I am attaching the code to simulate some data. I then generate some data and run stan_glmer, getting some divergence errors. Hope this helps, any insight appreciated. I am happy to condense code or help in any way. One important question is whether getting this to converge would mean going to regular Stan, I am happy to do that but must stay rstanarm is very convenient. Thank you very much in advance for any help.

simulateData.R (4.4 KB)

Actually I don’t get any divergences when I run your model with QR=TRUE. If data is your simulated dataset then I can run the following without divergences (I also made some example plots using bayesplot):

library(rstanarm)
library(bayesplot)

data <- simulateData(...)
fit <- stan_glmer(
  y ~ logDose * sampleName + (1 | block) + (0 + logDose | block),
  family = binomial(link = "probit"),
  data = data,
  QR = TRUE,
  init_r = 0.1,
  adapt_delta = 0.999
)    

yrep <- posterior_predict(fit)
ppc_stat(data$y, yrep) + ggtitle("Overall predicted probability")

ppc_stat_grouped(data$y, yrep, group = data$block) + ggtitle("Predicted probability by block")
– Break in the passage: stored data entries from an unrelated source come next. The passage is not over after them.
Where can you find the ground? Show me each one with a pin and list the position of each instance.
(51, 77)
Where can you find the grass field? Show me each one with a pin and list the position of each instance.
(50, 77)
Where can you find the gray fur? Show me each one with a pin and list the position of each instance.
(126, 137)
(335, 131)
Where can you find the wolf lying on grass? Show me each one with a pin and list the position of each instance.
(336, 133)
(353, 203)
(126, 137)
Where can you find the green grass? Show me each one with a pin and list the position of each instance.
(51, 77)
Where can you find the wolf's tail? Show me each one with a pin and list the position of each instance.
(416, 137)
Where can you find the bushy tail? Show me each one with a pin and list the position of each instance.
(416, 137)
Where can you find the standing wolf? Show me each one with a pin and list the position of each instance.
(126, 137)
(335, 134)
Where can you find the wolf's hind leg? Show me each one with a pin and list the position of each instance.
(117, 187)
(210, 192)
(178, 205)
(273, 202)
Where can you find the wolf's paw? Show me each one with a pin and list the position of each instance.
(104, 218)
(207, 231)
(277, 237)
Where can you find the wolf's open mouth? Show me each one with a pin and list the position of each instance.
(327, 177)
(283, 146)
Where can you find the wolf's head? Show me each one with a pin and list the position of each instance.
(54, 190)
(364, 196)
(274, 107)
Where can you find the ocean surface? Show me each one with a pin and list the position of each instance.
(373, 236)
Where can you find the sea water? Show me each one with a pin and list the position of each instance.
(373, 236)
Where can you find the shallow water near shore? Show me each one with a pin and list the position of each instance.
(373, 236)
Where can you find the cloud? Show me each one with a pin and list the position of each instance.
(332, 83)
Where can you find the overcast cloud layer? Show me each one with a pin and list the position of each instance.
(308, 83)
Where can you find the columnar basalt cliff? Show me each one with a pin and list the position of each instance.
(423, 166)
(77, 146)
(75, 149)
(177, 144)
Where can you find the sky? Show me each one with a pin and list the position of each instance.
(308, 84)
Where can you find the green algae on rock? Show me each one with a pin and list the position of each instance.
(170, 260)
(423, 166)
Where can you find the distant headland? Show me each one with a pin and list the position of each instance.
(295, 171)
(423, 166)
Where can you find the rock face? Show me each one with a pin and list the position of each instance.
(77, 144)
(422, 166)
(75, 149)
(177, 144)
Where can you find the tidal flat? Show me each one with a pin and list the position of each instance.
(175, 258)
ppc_stat_grouped(data$y, yrep, binwidth = .01, group = interaction(data$block, data$sampleName)) + ggtitle("Predicted probability by block and sample")

# binned errors
pred_probs <- posterior_linpred(fit, transform = TRUE)
ppc_error_binned(y, pred_probs[1:6, ])

Thank you. Will find a better example shortly. I have some that can’t be fixed by just increasing adapt_delta

Ok, I just ran it, are you sure you did set.seed(1)? The graphs I get are not quite the same. I am also including the pairs plot

set.seed(1)
simulatedData <- simulateData()
fit<-stan_glmer(formula(y~logDose*sampleName+(1|block)+(0+logDose|block)),
family=binomial(link=“probit”),
data=simulatedData,
QR=TRUE,
init_r=0.1,
adapt_delta=0.999)
data<-simulatedData

yrep <- posterior_predict(fit)
ppc_stat(data$y, yrep) + ggtitle(“Overall predicted probability”)

Rplot

pred_probs <- posterior_linpred(fit, transform = TRUE)
ppc_error_binned(data$y, pred_probs[1:6, ])

Rplot02

pairs(fit,pars=c("(Intercept)",“logDose”,“sampleNameT”))

Rplot03

Ah, I’m not sure if I skipped the set.seed line by mistake, so yeah the simulated data may have been different. Even if the data were the same we would still get slightly different results since set.seed doesn’t affect the c++ rng and even specifying the seed argument when running Stan is only exactly reproducible if we have the same compiler (and more).
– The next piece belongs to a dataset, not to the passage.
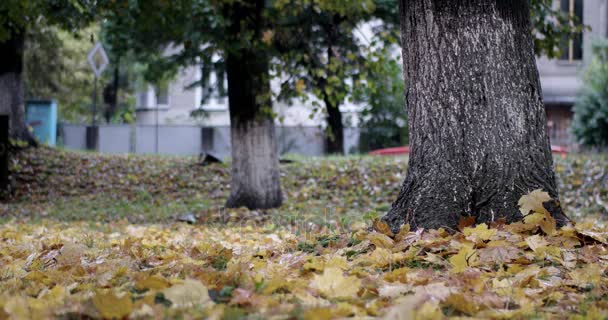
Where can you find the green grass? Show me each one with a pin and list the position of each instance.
(332, 191)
It could very well be the case here that the shape of the posterior is pretty sensitive to the differences in the simulated data and that a different seed could result in certain pathological reasons that don’t arise when the data is slightly different.
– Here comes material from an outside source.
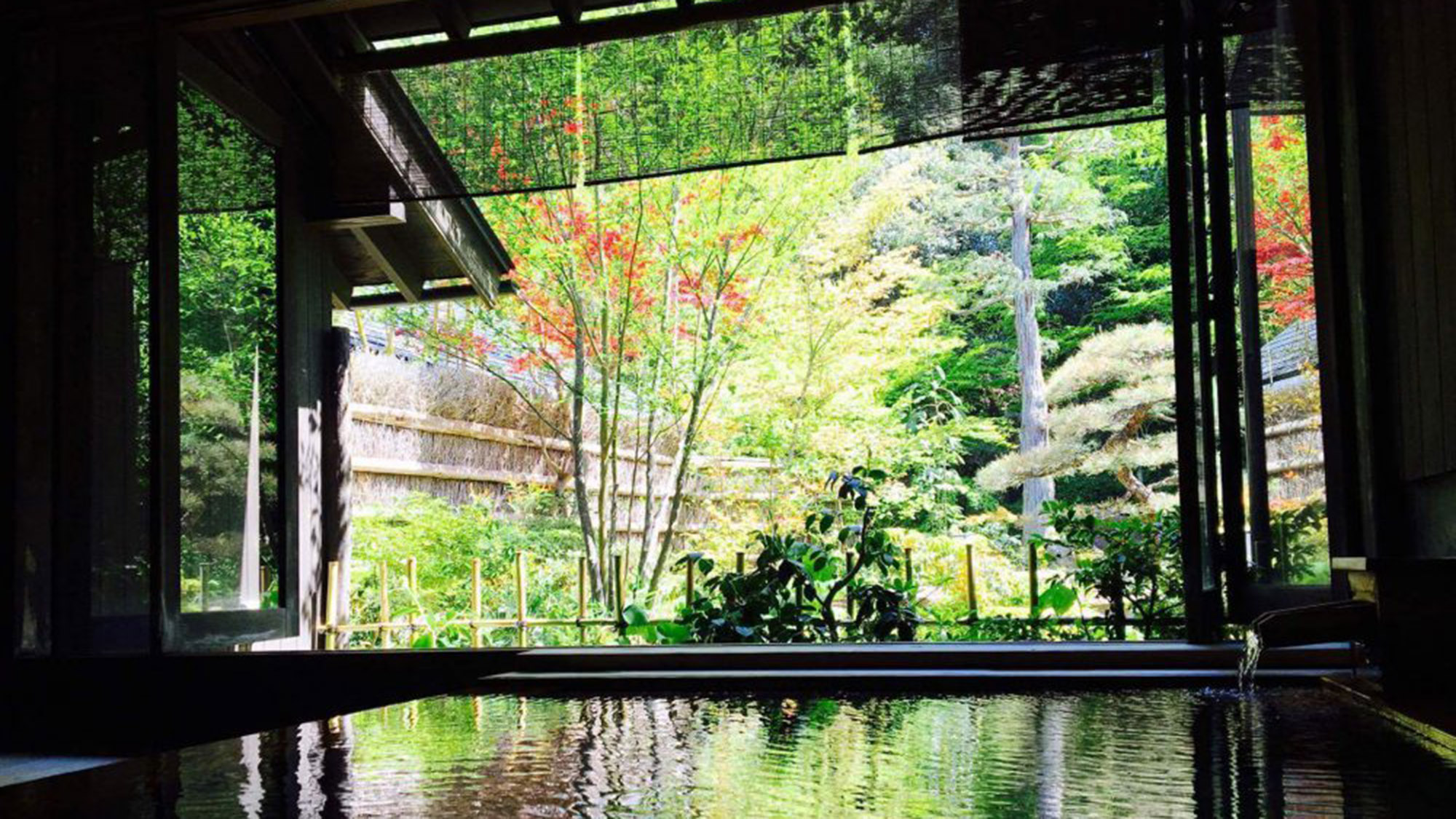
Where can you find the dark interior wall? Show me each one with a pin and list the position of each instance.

I will try to find some time to run it with the seed a bit later.

Thank you. I am doing simulation experiments where I am running many replicates with these and other conditions, and studying the behavior. I am getting these divergence warnings with some frequency and I am trying to figure out what to do about it.

I haven’t had a chance to run it, but one thing I forgot to mention is that your simulated data only has two different blocks and so it will likely be difficult to estimate the hierarchical variance parameters. It would not at all be surprising if the convergence problems are related to that.

Also, those Sigma values you’re using in the simulation (e.g., 0.02) mean there will be very little variation (on the logit scale, or I guess probit in this case. I usually think in terms of logit).

Dear @jonah, you are touching upon a very important point with respect to the comments on few blocks and small variation. What I am trying to do is run simulations with data generated at varying levels of blocks and variation and study the results (e.g. 2 blocks, 4 blocks, 16 blocks). At first glance, indeed it seems that the issues seem to be appearing with few blocks. I was hoping that insufficient data and tiny variation would get reflected in uncertainty at the level of wider credible intervals, or multiple modes, etc , and that I could see that and compare with situations when there are more blocks and the level of variation is higher What would it take to get convergence when there is insufficient information (for example very few blocks as you pointed out)?